This has been a crazy week weather-wise. We started off in the 90's and today was in the low 60's! A nice excuse to make some soup though. This recipe comes from this month's Better Homes and Gardens in a section on apple's. I have never even heard of apple-cheddar soup, but thought it would be fun to try...and I'm glad I did. This soup was actually delicious. Almost like having cheese fondue (one of my favourite things) for dinner, but not as bad for you!!
I decided to serve it with cheddar roles that I got from Shawnda at Confections of A Foodie Bride.
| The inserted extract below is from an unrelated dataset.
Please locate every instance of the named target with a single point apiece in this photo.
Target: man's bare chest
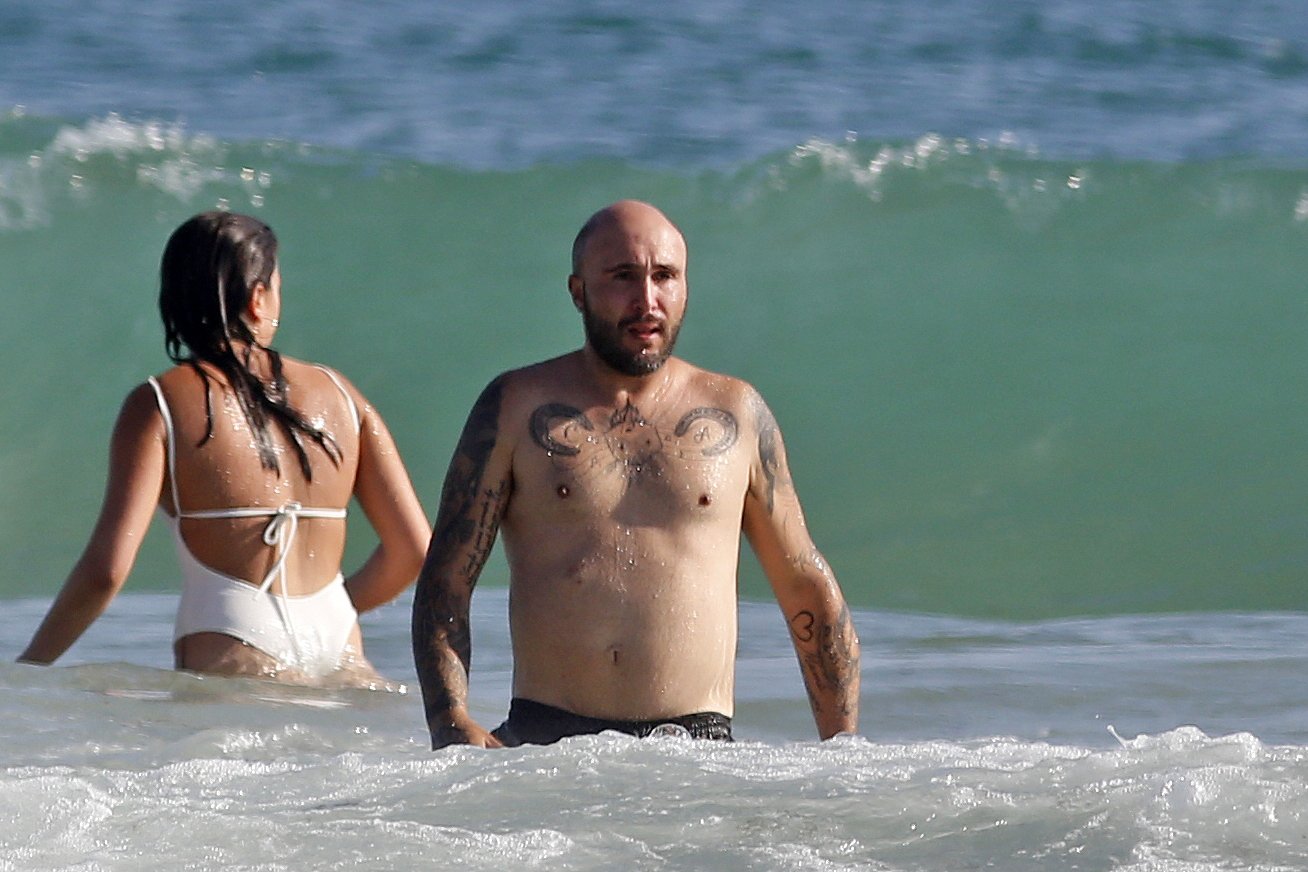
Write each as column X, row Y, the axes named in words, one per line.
column 657, row 468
My only problem was, I ran out of bread flour, so had to substitute one of the cups with some whole wheat flour. This made the roles a little heavier, but still delicious. A nice accompaniment to the soup.
This was a very "fall-inspired" recipe, that was great for a windy, autumnal day....enjoy!
1/2 cup finely chopped onion
2 medium baking potatoes, peeled and diced
2 cups apple cider
1tsp snipped fresh thyme
dash cayenne pepper
1 medium cooking apple, peeled and coarsely chopped
1/2 cup milk
2 tbs all-purpose flour
1 cup shredded sharp cheddar cheese
fresh apple slices
1. In a large saucepan, cook onion in butter over medium heat until tender. Stir in potatoes, cider, thyme, salt and cayenne pepper. Bring to a boil and then reduce heat and simmer for 15 minutes. Add chopped apple and simmer, covered, for another 5 minutes or until potato is tender.
2. In a small bowl combine milk and flour. Stir into soup and cook until bubbly. Slowly add cheese, whisking until cheese is melted. Divide evenly among serving dishes and top with apple slices and peppercorns.